A abadia rapidamente se tornou um importante centro de saber. Um momento significativo da sua história ocorreu em 978, quando o Arcebispo São Dunstan reformou o mosteiro e o rededicou para incluir Santo Agostinho, consolidando o nome pelo qual é conhecida hoje.

Evolução arquitetónica

A Conquista Normanda inaugurou uma nova era de construção. A partir de 1070, o primeiro abade normando, Scolland, iniciou um vasto projeto de reconstrução em estilo românico. Este ambicioso empreendimento substituiu as anteriores igrejas anglo-saxónicas por uma nova e grandiosa igreja abacial com mais de 100 metros de comprimento. Adições posteriores, como a imponente Fyndon Gate, foram construídas no século XIV. Em 1625, o rei Carlos I e a rainha Henriqueta Maria chegaram a ficar alojados na portaria após o seu casamento.

Dissolução e consequências

Após quase um milénio de vida monástica, a história da abadia sofreu uma reviravolta dramática. A 30 de julho de 1538, durante a Dissolução dos Mosteiros, o último abade, John Essex, e os seus 30 monges renderam a abadia ao rei Henrique VIII. Os seus bens foram confiscados, os seus santuários destruídos e a sua vasta biblioteca foi dispersa.

Após o seu encerramento, partes da abadia foram convertidas num palácio real a partir de 1539, preparado para a chegada de Ana de Cleves. Ao longo dos séculos seguintes, os terrenos sagrados serviram vários propósitos seculares, incluindo um asilo para pobres, uma prisão e até uma fábrica de cerveja e uma estalagem no século XVIII.

A Abadia de Santo Agostinho hoje

Hoje, a Abadia de Santo Agostinho subsiste como ruínas preservadas, abertas ao público. Sendo um componente chave do Sítio do Património Mundial da UNESCO, a par da Catedral de Cantuária e da Igreja de São Martinho, permanece como um testemunho da introdução do Cristianismo no sul de Inglaterra. Os visitantes podem explorar as vastas fundações e muralhas, obtendo uma perspetiva do seu traçado medieval.

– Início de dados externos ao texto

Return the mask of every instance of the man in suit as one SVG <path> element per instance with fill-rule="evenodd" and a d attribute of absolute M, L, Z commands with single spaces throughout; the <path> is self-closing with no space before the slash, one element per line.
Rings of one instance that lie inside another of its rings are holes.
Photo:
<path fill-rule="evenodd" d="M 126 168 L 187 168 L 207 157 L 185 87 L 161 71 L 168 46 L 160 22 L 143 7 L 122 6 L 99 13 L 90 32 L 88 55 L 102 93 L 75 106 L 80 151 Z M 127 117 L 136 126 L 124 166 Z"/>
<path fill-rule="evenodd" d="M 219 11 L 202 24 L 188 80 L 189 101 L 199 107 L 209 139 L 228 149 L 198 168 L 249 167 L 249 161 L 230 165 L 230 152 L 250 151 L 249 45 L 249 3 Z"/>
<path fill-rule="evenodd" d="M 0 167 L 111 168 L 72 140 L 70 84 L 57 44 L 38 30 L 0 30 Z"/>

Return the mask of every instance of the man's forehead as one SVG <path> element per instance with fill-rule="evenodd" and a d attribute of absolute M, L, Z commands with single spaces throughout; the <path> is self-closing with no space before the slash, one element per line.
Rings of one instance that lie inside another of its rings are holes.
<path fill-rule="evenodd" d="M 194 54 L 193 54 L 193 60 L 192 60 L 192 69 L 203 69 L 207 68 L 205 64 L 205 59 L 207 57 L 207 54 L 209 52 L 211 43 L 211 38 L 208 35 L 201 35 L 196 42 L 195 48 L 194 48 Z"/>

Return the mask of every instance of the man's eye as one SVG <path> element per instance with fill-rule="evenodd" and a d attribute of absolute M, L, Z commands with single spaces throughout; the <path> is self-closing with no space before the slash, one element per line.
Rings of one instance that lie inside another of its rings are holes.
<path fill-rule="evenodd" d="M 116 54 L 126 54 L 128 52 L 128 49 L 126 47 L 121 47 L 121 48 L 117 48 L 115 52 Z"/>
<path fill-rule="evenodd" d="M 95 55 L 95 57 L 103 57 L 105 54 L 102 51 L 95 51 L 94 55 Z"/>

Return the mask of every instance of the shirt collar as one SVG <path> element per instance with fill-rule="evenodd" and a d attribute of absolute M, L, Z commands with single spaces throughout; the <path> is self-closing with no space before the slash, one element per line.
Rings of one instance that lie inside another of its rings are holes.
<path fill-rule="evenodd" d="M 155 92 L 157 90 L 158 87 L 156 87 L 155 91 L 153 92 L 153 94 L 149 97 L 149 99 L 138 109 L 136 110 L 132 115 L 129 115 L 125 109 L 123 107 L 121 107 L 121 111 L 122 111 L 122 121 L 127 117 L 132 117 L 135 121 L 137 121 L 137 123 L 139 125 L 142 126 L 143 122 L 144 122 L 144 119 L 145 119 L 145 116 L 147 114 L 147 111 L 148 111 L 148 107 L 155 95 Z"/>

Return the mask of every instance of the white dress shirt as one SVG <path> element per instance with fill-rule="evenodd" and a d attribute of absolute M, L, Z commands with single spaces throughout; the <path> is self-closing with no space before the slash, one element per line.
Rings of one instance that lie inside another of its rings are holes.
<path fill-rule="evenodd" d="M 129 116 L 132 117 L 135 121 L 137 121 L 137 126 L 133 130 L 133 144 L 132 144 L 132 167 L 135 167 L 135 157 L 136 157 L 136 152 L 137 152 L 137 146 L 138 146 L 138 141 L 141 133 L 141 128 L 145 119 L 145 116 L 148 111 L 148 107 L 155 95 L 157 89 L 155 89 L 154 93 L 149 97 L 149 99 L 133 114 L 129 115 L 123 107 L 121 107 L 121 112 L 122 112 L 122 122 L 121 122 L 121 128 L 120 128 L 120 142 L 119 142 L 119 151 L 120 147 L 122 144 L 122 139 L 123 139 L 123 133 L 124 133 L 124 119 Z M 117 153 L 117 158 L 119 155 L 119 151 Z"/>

Um museu no local detalha a missão de Santo Agostinho e exibe artefactos recuperados das ruínas. Para uma experiência mais imersiva, estão disponíveis auscultadores de realidade virtual para visualizar a abadia tal como era no século XVI. Embora as ruínas sejam geridas pela English Heritage, alguns dos antigos edifícios da abadia fazem agora parte da The King's School, Canterbury.

FAQ

Quando foi fundada a Abadia de Santo Agostinho?

A Abadia de Santo Agostinho foi fundada por volta de 598 d.C. por Santo Agostinho, um monge enviado pelo Papa Gregório I para converter os Anglo-Saxões. O rei Etelberto de Kent cedeu o terreno para a sua construção.

Porque é que a Abadia de Santo Agostinho é Património Mundial da UNESCO?

A Abadia de Santo Agostinho foi classificada como Património Mundial da UNESCO em 1988, juntamente com a Catedral de Cantuária e a Igreja de São Martinho. A classificação reconhece a sua associação direta com o restabelecimento do Cristianismo na Inglaterra Anglo-Saxónica.

O que aconteceu à abadia após a sua dissolução?

Após a sua dissolução em 1538, partes da abadia foram convertidas num palácio real para Henrique VIII. Nos séculos seguintes, os terrenos foram reutilizados como asilo para pobres, prisão, fábrica de cerveja e estalagem, antes de serem preservados pelo seu valor histórico.